An election for the president of the Presidency of the Central Committee of SKS was held shortly afterwards the election. Stambolić gave up the role to serve as president of Serbia. Like in 1984, Milošević was again proposed as his successor. Milošević would eventually get elected as the president of the Presidency of the Central Committee of SKS on 28 May 1986, winning 151 out of 157 votes of the Central Committee. Dragiša Pavlović, a liberal and Stambolić's ally, was also elected as the president of the City Committee of the League of Communists of Belgrade.

Although initially ideologically similar, Milošević adopted populist positions and grew to dislike Pavlović and Stambolić, particularly due to their stances on Kosovo. Milošević would eventually call a session of the Central Committee of SKS in September 1987. At the session, several Stambolić's allies, including Pavlović, would get dismissed; this moment eventually ended Stambolić's political career.

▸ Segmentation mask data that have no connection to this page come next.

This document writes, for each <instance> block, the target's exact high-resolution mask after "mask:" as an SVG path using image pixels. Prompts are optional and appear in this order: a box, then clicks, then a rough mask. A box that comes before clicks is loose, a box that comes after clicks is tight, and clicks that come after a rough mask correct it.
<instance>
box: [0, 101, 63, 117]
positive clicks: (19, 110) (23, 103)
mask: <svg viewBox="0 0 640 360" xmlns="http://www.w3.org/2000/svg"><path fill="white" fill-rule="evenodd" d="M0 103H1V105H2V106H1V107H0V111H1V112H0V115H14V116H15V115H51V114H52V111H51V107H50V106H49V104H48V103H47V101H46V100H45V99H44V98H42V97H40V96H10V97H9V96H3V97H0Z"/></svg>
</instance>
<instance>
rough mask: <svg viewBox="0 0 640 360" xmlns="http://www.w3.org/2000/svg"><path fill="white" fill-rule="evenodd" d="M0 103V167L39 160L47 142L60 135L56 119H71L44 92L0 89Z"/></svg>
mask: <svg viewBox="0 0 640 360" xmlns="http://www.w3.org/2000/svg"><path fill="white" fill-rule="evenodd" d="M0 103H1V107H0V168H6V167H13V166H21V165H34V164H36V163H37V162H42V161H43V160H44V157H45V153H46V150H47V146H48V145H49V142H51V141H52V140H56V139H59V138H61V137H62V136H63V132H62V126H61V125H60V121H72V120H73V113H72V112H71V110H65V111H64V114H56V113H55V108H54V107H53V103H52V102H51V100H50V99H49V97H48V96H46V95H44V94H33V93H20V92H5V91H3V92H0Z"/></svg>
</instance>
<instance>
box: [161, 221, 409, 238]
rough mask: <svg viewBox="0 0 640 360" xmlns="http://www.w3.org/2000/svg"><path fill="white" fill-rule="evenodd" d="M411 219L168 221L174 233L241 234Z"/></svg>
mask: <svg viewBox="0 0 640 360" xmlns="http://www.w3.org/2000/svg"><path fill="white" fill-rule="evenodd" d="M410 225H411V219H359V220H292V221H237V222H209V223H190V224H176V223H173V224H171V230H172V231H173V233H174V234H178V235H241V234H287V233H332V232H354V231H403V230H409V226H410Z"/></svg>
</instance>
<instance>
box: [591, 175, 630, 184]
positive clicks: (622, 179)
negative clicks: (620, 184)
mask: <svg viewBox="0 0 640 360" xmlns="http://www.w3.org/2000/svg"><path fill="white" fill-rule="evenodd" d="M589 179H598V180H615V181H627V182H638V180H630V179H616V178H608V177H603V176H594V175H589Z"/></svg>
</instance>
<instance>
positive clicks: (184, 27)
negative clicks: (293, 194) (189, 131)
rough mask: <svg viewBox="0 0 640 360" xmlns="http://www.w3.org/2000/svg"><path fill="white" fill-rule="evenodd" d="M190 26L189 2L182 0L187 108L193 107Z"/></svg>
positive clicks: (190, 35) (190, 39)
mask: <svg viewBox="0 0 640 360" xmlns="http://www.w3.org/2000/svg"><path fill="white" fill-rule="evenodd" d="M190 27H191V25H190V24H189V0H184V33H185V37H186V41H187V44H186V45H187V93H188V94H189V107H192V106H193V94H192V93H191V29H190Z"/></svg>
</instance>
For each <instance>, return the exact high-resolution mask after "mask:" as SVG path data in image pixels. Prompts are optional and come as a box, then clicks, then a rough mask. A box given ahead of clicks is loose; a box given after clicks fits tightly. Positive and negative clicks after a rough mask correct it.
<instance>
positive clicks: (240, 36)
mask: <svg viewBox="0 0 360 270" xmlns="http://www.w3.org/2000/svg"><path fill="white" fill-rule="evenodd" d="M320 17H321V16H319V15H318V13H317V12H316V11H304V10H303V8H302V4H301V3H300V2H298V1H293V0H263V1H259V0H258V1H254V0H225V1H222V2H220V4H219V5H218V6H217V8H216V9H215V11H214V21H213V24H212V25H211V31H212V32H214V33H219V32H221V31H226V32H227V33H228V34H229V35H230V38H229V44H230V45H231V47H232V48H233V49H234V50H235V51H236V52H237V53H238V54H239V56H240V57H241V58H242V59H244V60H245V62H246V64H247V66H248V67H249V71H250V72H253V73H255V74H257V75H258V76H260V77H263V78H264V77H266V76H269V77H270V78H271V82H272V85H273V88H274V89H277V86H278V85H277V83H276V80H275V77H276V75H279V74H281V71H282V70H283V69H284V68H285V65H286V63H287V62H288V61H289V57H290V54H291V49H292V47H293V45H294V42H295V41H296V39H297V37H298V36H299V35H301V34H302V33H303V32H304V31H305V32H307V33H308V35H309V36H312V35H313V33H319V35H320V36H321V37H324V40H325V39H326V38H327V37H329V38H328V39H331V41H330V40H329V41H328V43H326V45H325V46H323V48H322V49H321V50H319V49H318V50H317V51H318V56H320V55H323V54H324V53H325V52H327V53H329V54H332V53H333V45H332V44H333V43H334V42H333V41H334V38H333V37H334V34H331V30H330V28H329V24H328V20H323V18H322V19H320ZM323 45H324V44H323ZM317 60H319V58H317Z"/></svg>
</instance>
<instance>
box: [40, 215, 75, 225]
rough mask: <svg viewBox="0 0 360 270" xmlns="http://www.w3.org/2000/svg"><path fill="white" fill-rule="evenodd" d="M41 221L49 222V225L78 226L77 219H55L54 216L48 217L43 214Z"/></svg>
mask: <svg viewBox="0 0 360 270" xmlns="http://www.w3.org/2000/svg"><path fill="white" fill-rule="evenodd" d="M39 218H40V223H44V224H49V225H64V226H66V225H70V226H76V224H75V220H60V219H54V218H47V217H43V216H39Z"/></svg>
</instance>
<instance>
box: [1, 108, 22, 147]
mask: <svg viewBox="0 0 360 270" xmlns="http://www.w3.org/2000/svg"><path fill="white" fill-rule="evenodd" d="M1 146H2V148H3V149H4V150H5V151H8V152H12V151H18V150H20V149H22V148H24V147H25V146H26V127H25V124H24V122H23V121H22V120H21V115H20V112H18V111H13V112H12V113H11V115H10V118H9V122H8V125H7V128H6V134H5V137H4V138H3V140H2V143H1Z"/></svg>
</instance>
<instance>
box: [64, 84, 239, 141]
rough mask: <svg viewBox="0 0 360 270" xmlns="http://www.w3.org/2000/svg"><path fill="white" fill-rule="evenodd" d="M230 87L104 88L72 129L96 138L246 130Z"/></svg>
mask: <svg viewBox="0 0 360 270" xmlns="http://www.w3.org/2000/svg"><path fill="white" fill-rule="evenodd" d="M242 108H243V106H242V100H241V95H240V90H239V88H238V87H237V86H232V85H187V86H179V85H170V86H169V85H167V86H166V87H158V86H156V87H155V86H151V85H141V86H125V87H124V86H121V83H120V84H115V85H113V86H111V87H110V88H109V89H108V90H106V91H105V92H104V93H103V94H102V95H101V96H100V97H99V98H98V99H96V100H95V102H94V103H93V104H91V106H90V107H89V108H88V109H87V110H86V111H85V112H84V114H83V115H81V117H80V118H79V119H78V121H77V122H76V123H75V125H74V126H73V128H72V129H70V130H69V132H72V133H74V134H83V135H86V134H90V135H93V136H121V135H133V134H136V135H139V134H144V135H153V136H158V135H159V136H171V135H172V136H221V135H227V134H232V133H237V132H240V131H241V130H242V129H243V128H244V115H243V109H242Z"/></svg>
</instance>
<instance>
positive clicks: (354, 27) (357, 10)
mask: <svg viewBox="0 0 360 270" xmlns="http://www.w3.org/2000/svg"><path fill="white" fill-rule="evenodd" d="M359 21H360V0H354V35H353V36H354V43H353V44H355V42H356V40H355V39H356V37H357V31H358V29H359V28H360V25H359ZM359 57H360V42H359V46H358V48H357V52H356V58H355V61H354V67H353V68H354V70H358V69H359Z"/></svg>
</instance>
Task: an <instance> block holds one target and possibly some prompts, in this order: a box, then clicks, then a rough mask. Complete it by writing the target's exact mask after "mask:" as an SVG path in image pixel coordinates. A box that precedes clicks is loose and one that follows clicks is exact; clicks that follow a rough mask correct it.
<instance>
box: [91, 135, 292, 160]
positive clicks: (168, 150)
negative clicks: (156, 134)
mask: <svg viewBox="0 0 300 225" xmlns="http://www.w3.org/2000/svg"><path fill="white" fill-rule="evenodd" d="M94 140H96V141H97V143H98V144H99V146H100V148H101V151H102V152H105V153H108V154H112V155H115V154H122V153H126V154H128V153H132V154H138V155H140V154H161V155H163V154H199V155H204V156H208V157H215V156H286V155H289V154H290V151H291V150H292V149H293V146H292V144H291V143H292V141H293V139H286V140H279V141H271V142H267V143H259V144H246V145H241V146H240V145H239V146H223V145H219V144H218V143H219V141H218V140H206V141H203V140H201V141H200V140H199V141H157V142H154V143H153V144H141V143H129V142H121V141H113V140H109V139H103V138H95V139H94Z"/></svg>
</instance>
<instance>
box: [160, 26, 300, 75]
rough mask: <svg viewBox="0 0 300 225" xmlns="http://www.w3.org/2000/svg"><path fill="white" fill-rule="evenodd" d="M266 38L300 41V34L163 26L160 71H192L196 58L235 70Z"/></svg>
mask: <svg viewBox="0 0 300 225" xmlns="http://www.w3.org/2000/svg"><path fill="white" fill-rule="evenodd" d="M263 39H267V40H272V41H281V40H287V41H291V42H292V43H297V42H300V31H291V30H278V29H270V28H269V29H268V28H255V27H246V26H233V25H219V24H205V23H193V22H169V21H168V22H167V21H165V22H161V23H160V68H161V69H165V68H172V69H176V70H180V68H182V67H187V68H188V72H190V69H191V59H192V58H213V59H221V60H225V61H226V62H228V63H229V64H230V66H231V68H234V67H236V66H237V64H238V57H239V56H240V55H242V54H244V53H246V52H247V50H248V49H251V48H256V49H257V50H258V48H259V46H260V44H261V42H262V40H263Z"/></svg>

With Milošević's order, Stambolić would be dismissed from the position of president of Serbia in December 1987 and was instead appointed president of the National Bank of Yugoslavia for international cooperation.

Milošević would start the anti-bureaucratic revolution in 1988 which effectively toppled regional governments in Montenegro, Vojvodina, and Kosovo.

=== Proposed constitutional changes ===
The government of Serbia and Milošević proposed changes to amend the Yugoslav Constitution in 1988. Adopted by the Assembly in March 1989, the amendments revoked the powers that the autonomous provinces of Vojvodina and Kosovo received in the 1974 constitution.